Censurados, mas não calados!
20.10.06 : : Jaques Jesus da ONG Acos, Ações Cidadãs em Orientação Sexual
Arquivo/ParouTudo

Jaques Jesus, da ONG Acos, comenta militância LGBT na periferia

24 de setembro de 2006. Parada do Orgulho de Lésbicas, Gays, Bissexuais, Travestis e Transexuais (LGBTs) de Taguatinga – primeira parada do orgulho na periferia de Brasília, organizada e realizada com aqueles que, formando a maioria do público na parada realizada no Plano Piloto de Brasília, nunca participaram de uma manifestação massiva pelos direitos humanos dos LGBTs na periferia.

Parabéns aos organizadores pelo acontecimento realizado! Daqui para frente, continuemos a pensar, conversar e trabalhar juntos para melhorarmos nossos pensamentos, palavras e ações!

As paradas do orgulho não são apenas grandes festas, são demonstrações públicas e populares da existência das pessoas homossexuais e bissexuais, de seus direitos, sem os quais esta república jamais poderá se considerar de fato democrática. E por que reclamar por direitos que já nos são garantidos pela Constituição? Porque não nos basta a igualdade meramente formal, apenas no papel.

Temos direito à vida, porém a cada três dias uma pessoa homossexual é assassinada no Brasil tão-somente pelo fato de ser homossexual, como confessou um homicida: “matei porque odeio gay”; em Brasília, apenas 3% dos crimes homofóbicos são denunciados, seja pelas vítimas temerem ser ridicularizadas em suas famílias, na comunidade, nas delegacias, seja porque a nossa moderna sociedade trata os LGBTs como pessoas dispensáveis, “se é que são gente”, outrora declarou um dirigente religioso.
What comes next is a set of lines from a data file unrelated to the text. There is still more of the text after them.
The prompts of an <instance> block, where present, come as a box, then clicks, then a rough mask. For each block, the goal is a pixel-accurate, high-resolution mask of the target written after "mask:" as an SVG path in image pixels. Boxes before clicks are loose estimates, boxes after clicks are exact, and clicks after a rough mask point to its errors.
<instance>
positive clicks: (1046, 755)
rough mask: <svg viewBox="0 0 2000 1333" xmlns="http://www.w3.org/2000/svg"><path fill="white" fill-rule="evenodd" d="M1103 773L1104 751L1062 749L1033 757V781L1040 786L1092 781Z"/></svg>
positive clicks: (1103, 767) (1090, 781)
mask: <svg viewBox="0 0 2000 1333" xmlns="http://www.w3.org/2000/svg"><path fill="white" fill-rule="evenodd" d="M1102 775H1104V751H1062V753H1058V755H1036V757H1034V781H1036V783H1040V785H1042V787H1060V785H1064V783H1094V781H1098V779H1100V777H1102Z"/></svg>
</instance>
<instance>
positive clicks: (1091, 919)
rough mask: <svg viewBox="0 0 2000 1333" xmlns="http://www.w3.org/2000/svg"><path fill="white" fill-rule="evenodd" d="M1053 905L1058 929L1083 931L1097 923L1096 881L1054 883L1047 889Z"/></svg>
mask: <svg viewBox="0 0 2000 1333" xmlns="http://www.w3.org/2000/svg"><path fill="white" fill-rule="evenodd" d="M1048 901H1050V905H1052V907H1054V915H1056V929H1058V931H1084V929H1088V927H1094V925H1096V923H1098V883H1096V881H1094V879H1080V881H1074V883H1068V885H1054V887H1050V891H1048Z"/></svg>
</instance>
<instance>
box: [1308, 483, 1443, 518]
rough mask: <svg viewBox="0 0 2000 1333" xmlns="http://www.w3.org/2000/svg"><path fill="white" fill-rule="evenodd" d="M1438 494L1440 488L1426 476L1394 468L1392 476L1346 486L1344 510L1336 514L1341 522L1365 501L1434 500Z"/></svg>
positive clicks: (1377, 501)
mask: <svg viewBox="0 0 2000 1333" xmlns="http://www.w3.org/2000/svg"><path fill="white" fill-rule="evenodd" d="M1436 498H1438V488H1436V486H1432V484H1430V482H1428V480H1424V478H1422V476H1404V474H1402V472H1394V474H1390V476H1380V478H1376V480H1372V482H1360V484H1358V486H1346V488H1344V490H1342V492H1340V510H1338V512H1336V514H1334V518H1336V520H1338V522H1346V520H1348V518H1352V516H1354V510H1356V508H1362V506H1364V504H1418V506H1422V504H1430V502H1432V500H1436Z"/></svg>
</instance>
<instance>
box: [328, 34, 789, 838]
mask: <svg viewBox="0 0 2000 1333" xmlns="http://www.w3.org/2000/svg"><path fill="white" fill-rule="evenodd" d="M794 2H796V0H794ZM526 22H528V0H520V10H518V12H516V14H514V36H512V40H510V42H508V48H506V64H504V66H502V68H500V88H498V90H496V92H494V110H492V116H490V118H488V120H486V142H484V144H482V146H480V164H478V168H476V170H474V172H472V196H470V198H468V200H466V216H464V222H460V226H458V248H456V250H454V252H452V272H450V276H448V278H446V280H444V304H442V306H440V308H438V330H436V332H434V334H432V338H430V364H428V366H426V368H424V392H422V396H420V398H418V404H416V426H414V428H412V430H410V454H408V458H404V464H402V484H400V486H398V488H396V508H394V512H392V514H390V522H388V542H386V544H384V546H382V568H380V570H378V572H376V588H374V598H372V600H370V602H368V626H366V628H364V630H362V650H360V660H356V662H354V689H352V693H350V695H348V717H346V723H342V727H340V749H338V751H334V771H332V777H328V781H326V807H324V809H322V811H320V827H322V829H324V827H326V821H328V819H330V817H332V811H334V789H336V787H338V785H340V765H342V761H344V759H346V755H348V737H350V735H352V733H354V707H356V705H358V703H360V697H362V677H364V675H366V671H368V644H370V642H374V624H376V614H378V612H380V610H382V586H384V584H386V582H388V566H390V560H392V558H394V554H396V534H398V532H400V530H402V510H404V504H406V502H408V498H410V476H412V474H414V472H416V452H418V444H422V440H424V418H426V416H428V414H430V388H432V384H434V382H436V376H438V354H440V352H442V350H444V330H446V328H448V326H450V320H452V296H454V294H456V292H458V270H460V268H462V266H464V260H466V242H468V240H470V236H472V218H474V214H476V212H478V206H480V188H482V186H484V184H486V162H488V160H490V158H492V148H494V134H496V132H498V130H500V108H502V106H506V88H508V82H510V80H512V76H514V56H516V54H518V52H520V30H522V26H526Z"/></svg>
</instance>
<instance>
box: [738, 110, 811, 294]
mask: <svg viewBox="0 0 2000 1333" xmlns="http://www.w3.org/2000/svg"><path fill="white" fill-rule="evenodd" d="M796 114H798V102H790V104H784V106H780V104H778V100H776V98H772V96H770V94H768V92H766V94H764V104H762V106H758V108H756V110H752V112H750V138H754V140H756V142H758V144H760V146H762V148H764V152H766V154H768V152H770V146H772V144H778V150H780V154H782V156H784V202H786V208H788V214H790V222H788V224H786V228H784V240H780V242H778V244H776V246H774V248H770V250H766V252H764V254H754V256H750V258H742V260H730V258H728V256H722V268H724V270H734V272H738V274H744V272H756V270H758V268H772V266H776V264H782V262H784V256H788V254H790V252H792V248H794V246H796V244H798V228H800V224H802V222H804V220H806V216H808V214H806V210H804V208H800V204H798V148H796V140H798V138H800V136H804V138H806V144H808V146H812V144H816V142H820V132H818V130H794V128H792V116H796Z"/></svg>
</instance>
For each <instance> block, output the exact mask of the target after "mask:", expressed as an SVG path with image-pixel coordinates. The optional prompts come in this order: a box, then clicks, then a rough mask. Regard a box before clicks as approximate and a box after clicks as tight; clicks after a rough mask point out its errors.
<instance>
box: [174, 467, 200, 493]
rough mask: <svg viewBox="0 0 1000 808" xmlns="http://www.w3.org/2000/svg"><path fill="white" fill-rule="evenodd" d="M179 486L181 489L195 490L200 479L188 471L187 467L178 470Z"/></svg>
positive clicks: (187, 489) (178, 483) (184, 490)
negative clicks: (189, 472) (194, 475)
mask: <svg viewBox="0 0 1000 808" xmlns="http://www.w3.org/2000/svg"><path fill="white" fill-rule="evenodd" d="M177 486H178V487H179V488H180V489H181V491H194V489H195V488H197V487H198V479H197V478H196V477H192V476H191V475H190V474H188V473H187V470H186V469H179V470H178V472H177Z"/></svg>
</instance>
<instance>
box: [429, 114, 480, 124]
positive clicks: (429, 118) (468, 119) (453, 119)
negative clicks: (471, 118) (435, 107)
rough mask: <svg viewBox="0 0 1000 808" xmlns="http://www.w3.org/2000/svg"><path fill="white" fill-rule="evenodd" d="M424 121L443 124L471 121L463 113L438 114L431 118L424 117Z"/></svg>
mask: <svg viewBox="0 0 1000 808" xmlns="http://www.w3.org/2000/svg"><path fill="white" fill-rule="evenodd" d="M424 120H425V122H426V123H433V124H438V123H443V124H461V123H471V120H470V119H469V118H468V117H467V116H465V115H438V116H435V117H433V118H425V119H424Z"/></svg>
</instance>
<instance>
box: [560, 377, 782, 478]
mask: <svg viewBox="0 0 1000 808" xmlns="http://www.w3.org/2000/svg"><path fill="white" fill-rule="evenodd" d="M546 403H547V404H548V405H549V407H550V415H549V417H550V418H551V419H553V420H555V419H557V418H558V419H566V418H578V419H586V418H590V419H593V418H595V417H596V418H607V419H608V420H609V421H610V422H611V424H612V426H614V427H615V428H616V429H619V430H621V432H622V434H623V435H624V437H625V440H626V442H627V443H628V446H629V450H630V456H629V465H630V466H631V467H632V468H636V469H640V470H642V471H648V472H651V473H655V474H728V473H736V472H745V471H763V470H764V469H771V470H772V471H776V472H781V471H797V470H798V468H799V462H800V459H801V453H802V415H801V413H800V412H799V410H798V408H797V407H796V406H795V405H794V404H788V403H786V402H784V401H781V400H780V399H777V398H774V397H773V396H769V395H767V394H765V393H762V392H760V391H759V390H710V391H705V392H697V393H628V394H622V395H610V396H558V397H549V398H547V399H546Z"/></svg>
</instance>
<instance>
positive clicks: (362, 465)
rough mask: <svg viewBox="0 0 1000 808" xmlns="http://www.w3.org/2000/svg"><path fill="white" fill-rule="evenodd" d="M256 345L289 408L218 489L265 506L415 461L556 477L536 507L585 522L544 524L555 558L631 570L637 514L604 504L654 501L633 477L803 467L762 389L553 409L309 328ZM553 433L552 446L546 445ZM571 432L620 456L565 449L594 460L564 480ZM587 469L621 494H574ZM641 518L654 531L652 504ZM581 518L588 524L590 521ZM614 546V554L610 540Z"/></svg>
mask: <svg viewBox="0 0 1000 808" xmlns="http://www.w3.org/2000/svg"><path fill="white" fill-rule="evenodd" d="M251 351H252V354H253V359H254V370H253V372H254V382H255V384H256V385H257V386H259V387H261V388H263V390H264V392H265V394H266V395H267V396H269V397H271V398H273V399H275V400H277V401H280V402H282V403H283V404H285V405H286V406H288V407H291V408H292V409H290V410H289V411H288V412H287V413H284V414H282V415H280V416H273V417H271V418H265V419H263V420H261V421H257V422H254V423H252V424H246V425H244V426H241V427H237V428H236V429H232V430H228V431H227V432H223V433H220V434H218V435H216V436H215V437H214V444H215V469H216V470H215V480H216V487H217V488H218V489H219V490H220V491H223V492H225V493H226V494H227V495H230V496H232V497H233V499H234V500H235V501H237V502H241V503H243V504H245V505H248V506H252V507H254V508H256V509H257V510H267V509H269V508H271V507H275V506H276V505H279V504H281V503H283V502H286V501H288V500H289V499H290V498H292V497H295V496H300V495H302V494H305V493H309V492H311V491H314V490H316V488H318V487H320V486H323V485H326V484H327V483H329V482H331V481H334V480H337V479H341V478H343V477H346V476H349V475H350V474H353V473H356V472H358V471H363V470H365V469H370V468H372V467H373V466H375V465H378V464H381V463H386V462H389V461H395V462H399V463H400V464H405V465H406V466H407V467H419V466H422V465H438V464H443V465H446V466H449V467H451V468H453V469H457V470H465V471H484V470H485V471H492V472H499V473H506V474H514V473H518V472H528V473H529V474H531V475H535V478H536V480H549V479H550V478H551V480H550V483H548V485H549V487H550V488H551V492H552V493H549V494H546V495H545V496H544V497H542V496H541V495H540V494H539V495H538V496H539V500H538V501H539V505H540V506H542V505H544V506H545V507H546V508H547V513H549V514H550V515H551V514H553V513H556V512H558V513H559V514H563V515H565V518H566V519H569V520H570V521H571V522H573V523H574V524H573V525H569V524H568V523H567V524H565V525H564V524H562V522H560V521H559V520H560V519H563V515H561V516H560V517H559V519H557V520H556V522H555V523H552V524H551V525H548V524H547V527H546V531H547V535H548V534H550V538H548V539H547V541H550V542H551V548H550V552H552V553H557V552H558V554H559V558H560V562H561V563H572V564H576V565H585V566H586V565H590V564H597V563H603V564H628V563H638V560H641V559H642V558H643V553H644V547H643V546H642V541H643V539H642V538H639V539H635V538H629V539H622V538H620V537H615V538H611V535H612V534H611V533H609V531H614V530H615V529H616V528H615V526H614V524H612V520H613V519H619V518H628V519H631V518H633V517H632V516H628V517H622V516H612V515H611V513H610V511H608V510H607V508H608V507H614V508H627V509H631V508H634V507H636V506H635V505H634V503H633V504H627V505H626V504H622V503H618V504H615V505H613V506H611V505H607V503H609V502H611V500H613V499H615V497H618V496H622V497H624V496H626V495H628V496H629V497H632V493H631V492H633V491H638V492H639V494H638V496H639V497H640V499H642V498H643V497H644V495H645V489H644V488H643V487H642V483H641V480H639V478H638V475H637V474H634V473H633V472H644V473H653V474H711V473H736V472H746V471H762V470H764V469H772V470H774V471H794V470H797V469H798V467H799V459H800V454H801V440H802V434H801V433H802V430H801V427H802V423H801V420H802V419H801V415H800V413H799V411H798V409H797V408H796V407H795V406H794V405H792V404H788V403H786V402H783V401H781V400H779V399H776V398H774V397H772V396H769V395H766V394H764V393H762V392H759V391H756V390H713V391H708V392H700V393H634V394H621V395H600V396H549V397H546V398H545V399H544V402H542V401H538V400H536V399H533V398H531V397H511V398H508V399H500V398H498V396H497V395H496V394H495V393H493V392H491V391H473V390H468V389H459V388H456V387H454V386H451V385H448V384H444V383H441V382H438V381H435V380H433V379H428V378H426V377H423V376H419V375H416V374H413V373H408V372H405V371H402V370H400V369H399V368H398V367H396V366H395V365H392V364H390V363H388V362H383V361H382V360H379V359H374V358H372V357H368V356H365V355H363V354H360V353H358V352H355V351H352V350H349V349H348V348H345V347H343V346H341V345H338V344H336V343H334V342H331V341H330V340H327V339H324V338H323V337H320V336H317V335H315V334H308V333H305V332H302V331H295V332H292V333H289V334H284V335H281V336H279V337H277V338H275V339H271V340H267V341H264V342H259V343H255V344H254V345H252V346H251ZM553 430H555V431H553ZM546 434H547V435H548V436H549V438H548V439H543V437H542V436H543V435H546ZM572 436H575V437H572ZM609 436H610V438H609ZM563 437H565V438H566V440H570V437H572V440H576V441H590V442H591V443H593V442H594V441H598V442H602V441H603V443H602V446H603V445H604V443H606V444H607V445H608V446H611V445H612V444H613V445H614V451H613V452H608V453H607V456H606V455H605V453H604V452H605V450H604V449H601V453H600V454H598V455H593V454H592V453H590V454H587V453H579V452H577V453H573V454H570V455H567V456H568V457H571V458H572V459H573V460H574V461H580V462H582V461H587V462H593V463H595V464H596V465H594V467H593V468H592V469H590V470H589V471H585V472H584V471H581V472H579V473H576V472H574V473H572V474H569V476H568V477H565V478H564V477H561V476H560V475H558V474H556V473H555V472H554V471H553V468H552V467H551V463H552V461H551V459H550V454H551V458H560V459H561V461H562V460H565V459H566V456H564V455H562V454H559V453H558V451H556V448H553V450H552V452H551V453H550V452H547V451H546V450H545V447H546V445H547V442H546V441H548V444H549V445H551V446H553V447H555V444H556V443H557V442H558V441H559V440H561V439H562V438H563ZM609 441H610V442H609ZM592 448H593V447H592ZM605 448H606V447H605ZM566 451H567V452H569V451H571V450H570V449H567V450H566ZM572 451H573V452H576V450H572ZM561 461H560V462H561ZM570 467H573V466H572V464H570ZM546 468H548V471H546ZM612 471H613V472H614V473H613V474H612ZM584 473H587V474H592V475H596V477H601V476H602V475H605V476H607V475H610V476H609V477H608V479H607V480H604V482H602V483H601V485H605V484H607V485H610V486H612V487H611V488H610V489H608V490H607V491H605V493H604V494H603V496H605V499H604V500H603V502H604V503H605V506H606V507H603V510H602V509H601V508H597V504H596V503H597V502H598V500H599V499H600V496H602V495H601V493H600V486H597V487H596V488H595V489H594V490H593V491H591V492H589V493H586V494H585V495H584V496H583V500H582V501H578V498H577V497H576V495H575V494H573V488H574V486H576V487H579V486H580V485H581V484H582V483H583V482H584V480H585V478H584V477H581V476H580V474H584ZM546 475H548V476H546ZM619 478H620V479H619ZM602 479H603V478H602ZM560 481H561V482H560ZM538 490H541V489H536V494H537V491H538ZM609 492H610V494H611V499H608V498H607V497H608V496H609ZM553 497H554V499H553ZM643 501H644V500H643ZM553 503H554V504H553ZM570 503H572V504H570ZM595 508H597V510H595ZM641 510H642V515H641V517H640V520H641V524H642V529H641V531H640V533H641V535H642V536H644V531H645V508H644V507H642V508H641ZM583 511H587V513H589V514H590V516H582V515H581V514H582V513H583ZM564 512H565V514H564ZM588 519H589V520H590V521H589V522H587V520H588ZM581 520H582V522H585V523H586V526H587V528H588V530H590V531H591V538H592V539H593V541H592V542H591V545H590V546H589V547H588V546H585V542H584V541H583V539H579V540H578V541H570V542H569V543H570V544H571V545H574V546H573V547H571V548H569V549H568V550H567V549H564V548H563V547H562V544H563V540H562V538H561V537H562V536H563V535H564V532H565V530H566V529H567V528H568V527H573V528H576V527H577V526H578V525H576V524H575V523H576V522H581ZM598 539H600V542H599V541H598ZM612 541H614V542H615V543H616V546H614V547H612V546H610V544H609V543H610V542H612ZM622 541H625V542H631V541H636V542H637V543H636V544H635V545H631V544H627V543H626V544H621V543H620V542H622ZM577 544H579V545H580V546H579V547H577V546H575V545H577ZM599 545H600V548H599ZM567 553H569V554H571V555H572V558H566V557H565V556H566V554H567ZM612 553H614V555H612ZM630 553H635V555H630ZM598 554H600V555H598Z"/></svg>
Durante a Parada do Orgulho LGBT de Taguatinga, fui em nome da organização que represento, e acompanhado de outras entidades representativas da diversidade sexual, denunciar a paralisia do Governo do Distrito Federal em regulamentar a Lei distrital que combate a violência contra os LGBTs. Seis anos sem regulamentação!

Entretanto, alguns dos realizadores do evento, pessoas não ligadas à militância, agradeciam desbragadamente à atual chefia desse governo e a vários órgãos governamentais de segurança pública e tráfego pela realização da Parada.

Indignado, tomei a palavra para relembrar a todos que a Parada do Orgulho LGBT é realizada unicamente devido ao empenho e trabalho da própria população, organizada pelos militantes; relembrar que nossa integridade não pode ser vendida, tampouco o silêncio dos que gritam pela paz, pela justiça, pela própria vida. Reclamei pela urgente regulamentação da Lei distrital. Não nos bastam trios elétricos e banheiros químicos, precisamos da esperança que o Estado nos nega.

Minha fala, assim como a de outros representantes de organizações civis, como Caio Varela do INESC, foi abruptamente cortada por um dos realizadores do evento, intervenção claramente notada pela população. Defendidos pelos demais militantes e autoridades presentes, ficou patente a violência daquela ação, a qual repudiamos publicamente, e cujo repúdio renovo agora, por escrito.

Como podemos ser censurados por nossos iguais, pessoas violentadas pela homofobia como nós? Falta aí a leitura cidadã da realidade política em que nos encontramos, para que coletivamente possamos de fato nos impor ante às forças sociais que nos excluem, minimizam, vitimam, estereotipam.

O lema do evento era o de que, na periferia, todo dia é uma parada. Assim estamos, e continuamos a lutar pela igualdade de oportunidades, apesar das pedras em nosso caminho. Apesar dos problemas denunciados, o povo realizou a Parada do Orgulho LGBT de Taguatinga de maneira estupenda, sentia-se que ela era uma das mais calorosas festas da cidadania já realizadas em Brasília, e foi, provavelmente, umas das melhores paradas da História da cidade, e certamente ficará marcada como tal.

Essa mais uma prova de que os LGBTs organizados não devem nada a ninguém no que se refere a sua auto-organização para exigir o cumprimento dos seus direitos, para mostrar a sua força coletiva, para envolver a sociedade em geral nessa empreitada que beneficiará a todos.